Databrowser python module#

The following section gives an overview over the usage of the available zarr uitility python module. Please see the Installation and configuration section on how to install and configure the freva-client library.

Convert data to zarr#

With help of the freva_client.zarr_utils.convert() you can convert and optionally aggregate your data to zarr.

freva_client.zarr_utils.convert(*paths: str, aggregate: Literal['auto', 'merge', 'concat'] | None = None, host: str | None = None, join: Literal['outer', 'inner', 'exact', 'left', 'right'] = 'outer', compat: Literal['no_conflicts', 'equals', 'override'] = 'override', data_vars: Literal['minimal', 'different', 'all'] = 'minimal', coords: Literal['minimal', 'different', 'all'] = 'minimal', dim: str | None = None, group_by: str | None = None, zarr_options: Dict[str, str | int | float | bool | None] | None = None) List[str]#

Convert data files to a zarr store in the cloud.

This method lets you convert data files in netCDF, hdf5, geotiff etc. to zarr-stores that are avialale via http.

I can either directly map one input file to a zarr store or aggregate the files into one single zarr-store.
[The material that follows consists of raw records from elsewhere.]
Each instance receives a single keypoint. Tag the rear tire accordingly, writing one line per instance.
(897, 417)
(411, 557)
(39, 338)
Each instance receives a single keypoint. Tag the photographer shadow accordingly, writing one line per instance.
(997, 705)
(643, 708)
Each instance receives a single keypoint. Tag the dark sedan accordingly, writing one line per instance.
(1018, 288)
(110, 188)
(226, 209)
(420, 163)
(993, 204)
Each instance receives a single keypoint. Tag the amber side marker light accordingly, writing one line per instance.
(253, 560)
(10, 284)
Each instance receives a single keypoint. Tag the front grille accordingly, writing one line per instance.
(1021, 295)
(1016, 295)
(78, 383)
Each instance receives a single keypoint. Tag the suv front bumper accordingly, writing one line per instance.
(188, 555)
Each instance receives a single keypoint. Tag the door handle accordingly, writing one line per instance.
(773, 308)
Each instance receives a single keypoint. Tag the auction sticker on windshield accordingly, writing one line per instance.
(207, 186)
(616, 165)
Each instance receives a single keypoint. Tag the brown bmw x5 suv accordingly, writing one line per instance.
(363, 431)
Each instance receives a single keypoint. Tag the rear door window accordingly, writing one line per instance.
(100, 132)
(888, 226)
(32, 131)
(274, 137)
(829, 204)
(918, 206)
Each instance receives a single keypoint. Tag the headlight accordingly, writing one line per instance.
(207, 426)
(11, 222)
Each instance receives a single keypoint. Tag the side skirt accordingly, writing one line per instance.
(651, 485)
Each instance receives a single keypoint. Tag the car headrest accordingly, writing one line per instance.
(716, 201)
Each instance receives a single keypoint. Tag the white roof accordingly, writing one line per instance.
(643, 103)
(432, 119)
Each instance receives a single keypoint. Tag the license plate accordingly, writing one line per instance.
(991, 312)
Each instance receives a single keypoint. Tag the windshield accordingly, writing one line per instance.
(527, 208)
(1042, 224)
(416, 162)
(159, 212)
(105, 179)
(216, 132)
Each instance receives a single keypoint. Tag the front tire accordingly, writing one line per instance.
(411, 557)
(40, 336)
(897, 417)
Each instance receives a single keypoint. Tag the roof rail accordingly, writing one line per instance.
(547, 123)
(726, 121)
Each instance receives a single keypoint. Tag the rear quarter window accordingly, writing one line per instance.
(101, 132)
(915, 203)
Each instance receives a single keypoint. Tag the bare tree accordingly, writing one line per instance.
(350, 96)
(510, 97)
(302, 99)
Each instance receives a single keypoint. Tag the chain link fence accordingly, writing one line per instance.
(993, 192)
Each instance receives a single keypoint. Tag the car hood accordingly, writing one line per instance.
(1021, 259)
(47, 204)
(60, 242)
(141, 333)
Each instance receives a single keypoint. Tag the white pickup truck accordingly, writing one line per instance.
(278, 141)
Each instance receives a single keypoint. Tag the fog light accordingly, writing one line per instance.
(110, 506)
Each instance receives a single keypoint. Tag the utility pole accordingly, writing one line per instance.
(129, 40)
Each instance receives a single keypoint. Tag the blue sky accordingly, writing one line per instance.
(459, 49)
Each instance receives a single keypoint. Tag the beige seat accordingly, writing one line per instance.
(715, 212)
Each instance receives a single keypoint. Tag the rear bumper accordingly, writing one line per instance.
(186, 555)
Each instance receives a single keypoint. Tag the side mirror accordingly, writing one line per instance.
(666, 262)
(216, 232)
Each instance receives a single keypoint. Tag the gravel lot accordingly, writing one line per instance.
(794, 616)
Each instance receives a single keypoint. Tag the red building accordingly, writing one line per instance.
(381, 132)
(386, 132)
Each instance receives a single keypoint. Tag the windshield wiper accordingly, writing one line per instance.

There are three main aggregation modes. (auto, merge or concat). Once you’ve chosen the main aggregation mode. You can fine tune the aggregation using the join, compat, data_vars, coords dim and group_by parameters to fine the the aggregation.

Parameters:
  • paths (str) – Collection of paths that are converted to zarr.

  • aggregate (str, choices: None, auto, merge, concat) – None will not aggregate data. The string indicating how the aggregation should be done: - “auto”: let the system choose how to aggregate data. - “merge”: merge datasets as variables - “concat”: concatenated datasets along a dimension

  • host (str, default: None) – Override the host name of the databrowser server. This is usually the url where the freva web site can be found. Such as www.freva.dkrz.de. By default no host name is given and the host name will be taken from the freva config file.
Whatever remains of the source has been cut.